If you need tips on recall training and getting Pippa to think you are more interesting then other dogs you can look at that video for tips.


----------



## dandogman (Dec 19, 2011)

Sleeping_Lion said:


> I walk my dogs on an open expanse of moorland, yet I know that where I park my car, people won't be able to see me coming, so I put my dogs on lead. When I let them out of the car, I don't need to, but for the sake of common courtesy, I put them on lead and walk them back down to the car to make sure they're not a nuisance to anyone else. All it takes is a little bit of forethought, if you can't see another dog coming, and you know it might be the case, make it a point to recall your dog, and that goes for you too dandogman, and make sure they're not a nuisance. Then you can't be blamed for anyone else's dog being a problem


If I had saw this dog before I did, I would have put in a better recall attempt or asked the lady to wait whilst I recalled my dog.


----------



## Sleeping_Lion (Mar 19, 2009)

emmaviolet said:


> If you need tips on recall training and getting Pippa to think you are more interesting then other dogs you can look at that video for tips.


Emmaviolet, with all courtesy, I do hope you are older than the op?

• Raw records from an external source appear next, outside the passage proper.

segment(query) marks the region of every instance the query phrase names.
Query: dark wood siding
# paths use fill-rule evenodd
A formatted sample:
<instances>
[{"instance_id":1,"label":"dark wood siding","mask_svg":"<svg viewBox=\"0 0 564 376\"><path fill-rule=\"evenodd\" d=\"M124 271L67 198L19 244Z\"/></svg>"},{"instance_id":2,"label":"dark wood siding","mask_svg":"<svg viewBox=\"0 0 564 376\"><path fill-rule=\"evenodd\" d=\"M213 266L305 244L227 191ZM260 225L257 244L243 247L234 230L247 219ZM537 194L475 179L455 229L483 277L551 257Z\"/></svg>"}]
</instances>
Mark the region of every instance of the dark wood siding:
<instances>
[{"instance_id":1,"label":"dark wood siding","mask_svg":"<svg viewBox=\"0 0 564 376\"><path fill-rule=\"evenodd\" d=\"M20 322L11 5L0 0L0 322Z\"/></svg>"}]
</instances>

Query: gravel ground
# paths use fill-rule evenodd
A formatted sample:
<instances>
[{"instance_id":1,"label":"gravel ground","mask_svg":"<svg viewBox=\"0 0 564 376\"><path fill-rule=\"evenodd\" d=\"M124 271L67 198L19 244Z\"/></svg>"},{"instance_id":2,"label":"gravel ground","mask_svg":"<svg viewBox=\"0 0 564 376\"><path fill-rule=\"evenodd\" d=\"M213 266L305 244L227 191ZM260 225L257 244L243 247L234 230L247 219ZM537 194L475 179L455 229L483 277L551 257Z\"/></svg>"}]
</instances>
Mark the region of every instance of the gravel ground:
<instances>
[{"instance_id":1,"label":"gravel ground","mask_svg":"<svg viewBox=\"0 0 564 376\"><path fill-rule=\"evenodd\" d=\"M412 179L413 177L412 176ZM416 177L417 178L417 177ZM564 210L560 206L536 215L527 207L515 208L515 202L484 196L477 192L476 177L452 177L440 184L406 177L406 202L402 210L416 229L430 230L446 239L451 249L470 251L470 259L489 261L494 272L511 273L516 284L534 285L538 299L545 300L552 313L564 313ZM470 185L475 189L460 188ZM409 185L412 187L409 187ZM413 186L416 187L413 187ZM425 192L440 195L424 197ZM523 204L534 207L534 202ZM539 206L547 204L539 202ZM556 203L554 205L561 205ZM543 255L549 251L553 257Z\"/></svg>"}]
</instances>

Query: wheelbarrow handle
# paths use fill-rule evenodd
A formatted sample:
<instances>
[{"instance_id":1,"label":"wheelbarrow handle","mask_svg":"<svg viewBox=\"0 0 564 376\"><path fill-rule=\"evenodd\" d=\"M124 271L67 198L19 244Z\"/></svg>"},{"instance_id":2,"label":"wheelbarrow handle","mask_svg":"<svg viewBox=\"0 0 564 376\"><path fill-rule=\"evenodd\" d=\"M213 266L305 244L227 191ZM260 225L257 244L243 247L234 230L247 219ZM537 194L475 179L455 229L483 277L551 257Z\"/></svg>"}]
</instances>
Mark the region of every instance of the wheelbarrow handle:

Otherwise, what is the point of being so patronising.


----------



## dandogman (Dec 19, 2011)

emmaviolet said:


> If you need tips on recall training and getting Pippa to think you are more interesting then other dogs you can look at that video for tips.


What video is that?


----------



## Owned By A Yellow Lab (May 16, 2012)

I have a very reactive dog. If I was approaching a closed field or similar area, and there was someone nearby with a dog, I would definitely wait, especially if I could see they were heading for the exit. (yes am writing on the assumption that the other owner could see Dan and Pippa).


DAN I feel for you - I have worked really hard on Dex's recall but occasionally, yep - he goes over to another dog. I am always right there behind him, apologising. 


Keep working on Pippa's recall, as it will make these encounters easier for you to manage


----------



## Sleeping_Lion (Mar 19, 2009)

dandogman said:


> If I had saw this dog before I did, I would have put in a better recall attempt or asked the lady to wait whilst I recalled my dog.


Since you know now that this might be a problem in that area, I'd suggest you make recall into a nice game so that Pippa comes back to you before you are anywhere near the gate


----------



## dandogman (Dec 19, 2011)

Sleeping_Lion said:


> Since you know now that this might be a problem in that area, I'd suggest you make recall into a nice game so that Pippa comes back to you before you are anywhere near the gate


I recall her several times during each walk, and reward with a treat. Maybe as you say I need to turn it into a game, maybe a game of tug, she likes that, it might be more encouraging. Thanks for the tip.


----------



## hazel pritchard (Jun 28, 2009)

Having a dog who had major spine op last september, my walks with him have been so spoiled by owners allowing their off lead dogs to come up to him while on lead, i have had to shout out so many times( "please recall your dog away from mine) , my dog is a small dog and ive even had an off lead dog trying to jump all over him , and ive ended up in tears on so many walks, why oh why cant dog owners just put their dogs on a lead when they see another dog on lead, surely its common sense that dog is on lead for a reason,,,


----------



## tiatortilla (Oct 1, 2012)

i still don't really see what your problem is, it was you that let your dog go over. the way you're going on about her lack of control because her dog was lunging and barking isn't very nice, especially when your dog was out of control too. you don't know why that dog was like that and at least it was on a lead, if it even is aggressive, which it might not be. apart from not picking up some poo, how is the other owner at any more fault than you?


----------



## SixStar (Dec 8, 2009)

Sleeping_Lion said:


> Emmaviolet, with all courtesy, I do hope you are older than the op?


I have to admit, it does grate on me how members ages always get brought up when someone doesn't agree with a younger members opinion. This forum isn't aimed at children, so if children wish to be on it, then I feel they should be able to join in with adults discussion about things like this.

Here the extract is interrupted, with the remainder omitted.